Named for the many trees that dotted the property, the estate was home to a wood-frame, colonial-style mansion that bore little resemblance to the building that would one day replace it and come to be associated with this University.

Built in 1903, the original Shadow Lawn mansion had 52 rooms and was referred to by one critic at the time as “all vocabulary and no rhetoric.” Nonetheless, it gained some notoriety in 1916 when its owner, Joseph B. Greenhut, head of the Siegel-Cooper Company, leased it to President Woodrow Wilson.

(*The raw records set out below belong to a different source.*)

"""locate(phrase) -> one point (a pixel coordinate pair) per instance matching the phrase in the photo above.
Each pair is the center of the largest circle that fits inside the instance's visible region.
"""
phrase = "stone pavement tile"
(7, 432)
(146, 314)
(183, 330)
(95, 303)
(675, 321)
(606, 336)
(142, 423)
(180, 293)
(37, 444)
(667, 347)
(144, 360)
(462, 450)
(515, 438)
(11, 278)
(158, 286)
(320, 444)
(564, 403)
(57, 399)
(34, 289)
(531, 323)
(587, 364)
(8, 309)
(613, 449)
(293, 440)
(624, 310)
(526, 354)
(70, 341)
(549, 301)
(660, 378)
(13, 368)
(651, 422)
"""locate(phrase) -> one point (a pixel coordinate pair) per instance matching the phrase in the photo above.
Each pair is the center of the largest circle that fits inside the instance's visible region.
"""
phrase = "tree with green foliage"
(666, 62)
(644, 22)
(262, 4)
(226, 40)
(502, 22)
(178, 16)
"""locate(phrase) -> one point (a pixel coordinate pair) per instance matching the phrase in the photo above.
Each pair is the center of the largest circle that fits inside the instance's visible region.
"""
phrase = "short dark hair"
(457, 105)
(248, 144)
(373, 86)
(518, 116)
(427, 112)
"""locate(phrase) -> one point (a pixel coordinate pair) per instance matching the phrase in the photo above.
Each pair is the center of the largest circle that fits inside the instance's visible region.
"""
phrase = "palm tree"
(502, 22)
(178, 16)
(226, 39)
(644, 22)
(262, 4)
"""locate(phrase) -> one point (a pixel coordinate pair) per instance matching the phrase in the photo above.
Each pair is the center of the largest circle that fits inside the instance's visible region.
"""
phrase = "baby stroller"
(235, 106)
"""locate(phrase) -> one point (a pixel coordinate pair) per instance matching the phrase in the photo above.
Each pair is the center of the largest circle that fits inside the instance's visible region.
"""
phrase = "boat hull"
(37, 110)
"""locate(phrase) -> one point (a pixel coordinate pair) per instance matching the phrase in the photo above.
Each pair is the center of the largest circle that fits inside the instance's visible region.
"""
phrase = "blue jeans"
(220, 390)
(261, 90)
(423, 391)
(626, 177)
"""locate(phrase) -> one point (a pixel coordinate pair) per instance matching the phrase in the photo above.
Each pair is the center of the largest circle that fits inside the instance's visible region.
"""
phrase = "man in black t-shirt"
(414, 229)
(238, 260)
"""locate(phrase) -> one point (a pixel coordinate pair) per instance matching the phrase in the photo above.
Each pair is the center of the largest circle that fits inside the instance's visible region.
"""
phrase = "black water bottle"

Wilson arrived at the original Shadow Lawn mansion on Sept. 1 and over the next several weeks ran his reelection campaign from the mansion’s steps. That “front porch campaign” earned the old building a nickname: the “Summer White House.” It also drew the ire of former President Theodore Roosevelt, who referenced the locale in a scathing speech he gave just days before the election.

“There should be shadows enough at Shadow Lawn,” Roosevelt said in condemning Wilson’s policy of nonintervention in Europe—despite direct attacks on U.S. citizens—as World War I unfolded. “The shadows of men, women, and children who have risen from the ooze of the ocean bottoms and from graves in foreign lands; the shadows of the helpless who Mr. Wilson did not dare protect.”

Wilson narrowly won reelection, though sources differ on when exactly he learned he had captured enough electoral votes to retain the presidency. One item not in dispute is that when Wilson left the old Shadow Lawn mansion on Nov. 9, 1916, he never again returned.

More than a decade later, in January 1927, the original Shadow Lawn mansion—which was then owned by Hubert T. Parson, president of F.W. Woolworth Company—burned to the ground.

The original Shadow Lawn mansion, built in 1903. Photo: Monmouth archives.

Despite having just spent $1 million renovating the old mansion, the wealthy Parson decided to build a new, significantly larger structure on the original building’s footprint.

World-renowned architect Horace Trumbauer of Philadelphia was hired as the lead architect, while the interior design was led by Julian Abele, one of the first professionally trained African American architects in the country. Abele had already risen to prominence for his design work on various architectural projects, including the Philadelphia Museum of Art, Harvard University’s Widener Library, and Duke University’s west campus.

It took two years and $10.5 million to build the new Shadow Lawn mansion. When it was complete, it reached far beyond the glory of the former building, more than doubling the number of rooms. The new mansion included a bowling alley, an indoor swimming pool, and the stunning Great Hall, a three-story entrance hall highlighted by a grand staircase and a 100-foot- long Venetian stained glass skylight.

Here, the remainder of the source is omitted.